Уже выезжая на промерзший тракт, по сторонам занесенный сугробами, Эрика приободрилась в ожидании новых приключений и опасностей. Она выбрала восточную дорогу, ту, что начиналась от Новиградских ворот Оксенфурта, и вела вдоль Понтара на север, через хутор «Золотой колос», мимо поместья Вегельбудов и пшеничных полей. Эта дорога была безопаснее, чем та, что шла через Велен, и уж точно на ней было меньше и бандитов, и реданских солдат.

То ли холод выгнал с тракта разбойников, то ли отсутствие торговых караванов, которые можно грабить, но до самого Карстена Эрика не встретила ни одной живой души. Даже утопцы, по всей видимости, залегли на дно Понтара до весны, как лягушки. Переночевав в деревушке Карстен, она собралась было продолжить путь в Новиград, но волею судьбы столкнулась нос к носу с Золтаном.

Краснолюд сначала выпучил глаза, потом протер их кулаками, а потом, растянувшись в улыбке, хотел было пойти к ней навстречу, но его остановила тоненькая фигурка, замотанная в плащ.

— Не здесь, — прошептала незнакомка. — Жди нас на развилке после указателя.

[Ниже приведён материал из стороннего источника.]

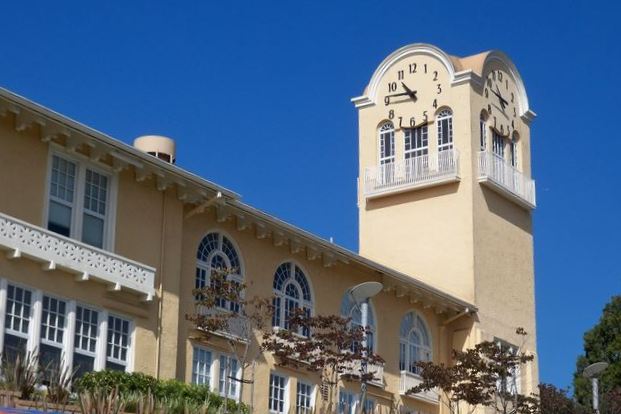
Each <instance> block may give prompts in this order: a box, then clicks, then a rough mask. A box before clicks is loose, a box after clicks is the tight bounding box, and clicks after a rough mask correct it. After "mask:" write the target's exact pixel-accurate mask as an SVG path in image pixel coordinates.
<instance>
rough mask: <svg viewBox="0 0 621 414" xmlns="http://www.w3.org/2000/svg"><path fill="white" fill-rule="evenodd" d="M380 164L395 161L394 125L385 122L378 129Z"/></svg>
mask: <svg viewBox="0 0 621 414" xmlns="http://www.w3.org/2000/svg"><path fill="white" fill-rule="evenodd" d="M379 150H380V159H379V161H380V165H384V164H389V163H392V162H394V161H395V127H394V126H393V125H392V122H385V123H383V124H382V126H381V127H380V130H379Z"/></svg>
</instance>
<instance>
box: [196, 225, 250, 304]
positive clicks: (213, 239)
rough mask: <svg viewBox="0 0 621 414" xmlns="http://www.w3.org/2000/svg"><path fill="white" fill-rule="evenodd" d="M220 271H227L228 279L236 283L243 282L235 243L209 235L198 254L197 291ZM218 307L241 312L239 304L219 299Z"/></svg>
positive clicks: (211, 234) (238, 259)
mask: <svg viewBox="0 0 621 414" xmlns="http://www.w3.org/2000/svg"><path fill="white" fill-rule="evenodd" d="M218 271H226V272H228V273H227V279H229V280H232V281H233V282H236V283H241V282H242V280H243V269H242V268H241V261H240V259H239V254H238V253H237V250H236V249H235V246H233V243H232V242H231V241H230V240H229V239H228V238H227V237H225V236H224V235H222V234H220V233H216V232H214V233H209V234H207V235H206V236H205V237H203V240H201V242H200V244H199V246H198V250H197V252H196V282H195V287H196V288H197V289H200V288H203V287H205V286H207V283H210V279H211V275H212V274H213V273H215V272H218ZM216 305H217V306H218V307H220V308H223V309H227V310H231V311H234V312H237V311H239V303H236V302H231V301H227V300H225V299H219V300H218V301H217V303H216Z"/></svg>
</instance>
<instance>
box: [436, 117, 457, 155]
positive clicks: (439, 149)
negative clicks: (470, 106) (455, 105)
mask: <svg viewBox="0 0 621 414" xmlns="http://www.w3.org/2000/svg"><path fill="white" fill-rule="evenodd" d="M436 125H437V126H438V152H442V151H448V150H452V149H453V112H451V110H450V109H448V108H445V109H443V110H441V111H440V113H438V115H437V116H436Z"/></svg>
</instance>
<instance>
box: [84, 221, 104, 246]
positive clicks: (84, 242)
mask: <svg viewBox="0 0 621 414" xmlns="http://www.w3.org/2000/svg"><path fill="white" fill-rule="evenodd" d="M103 231H104V221H103V219H101V218H99V217H94V216H91V215H90V214H86V213H85V214H84V221H83V222H82V241H83V242H84V243H87V244H90V245H91V246H95V247H103Z"/></svg>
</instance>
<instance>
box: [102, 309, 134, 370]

Золтан скорчил таинственную гримасу, едва удержавшись, чтобы не погладить Арда, и пожал плечами. Все эти шпионские игры были неспроста, и явно ни к чему хорошему не вели. Но Эрику в последнее время было трудно чем-то удивить, а тем более напугать.

На «развилке за указателем» развилки как таковой не было — был лишь огромный сугроб высотой в человеческий рост. Она подошла с востока, а Золтан и его спутница обогнули деревню с юга, и таким образом все оказались в нужном месте в одно и то же время.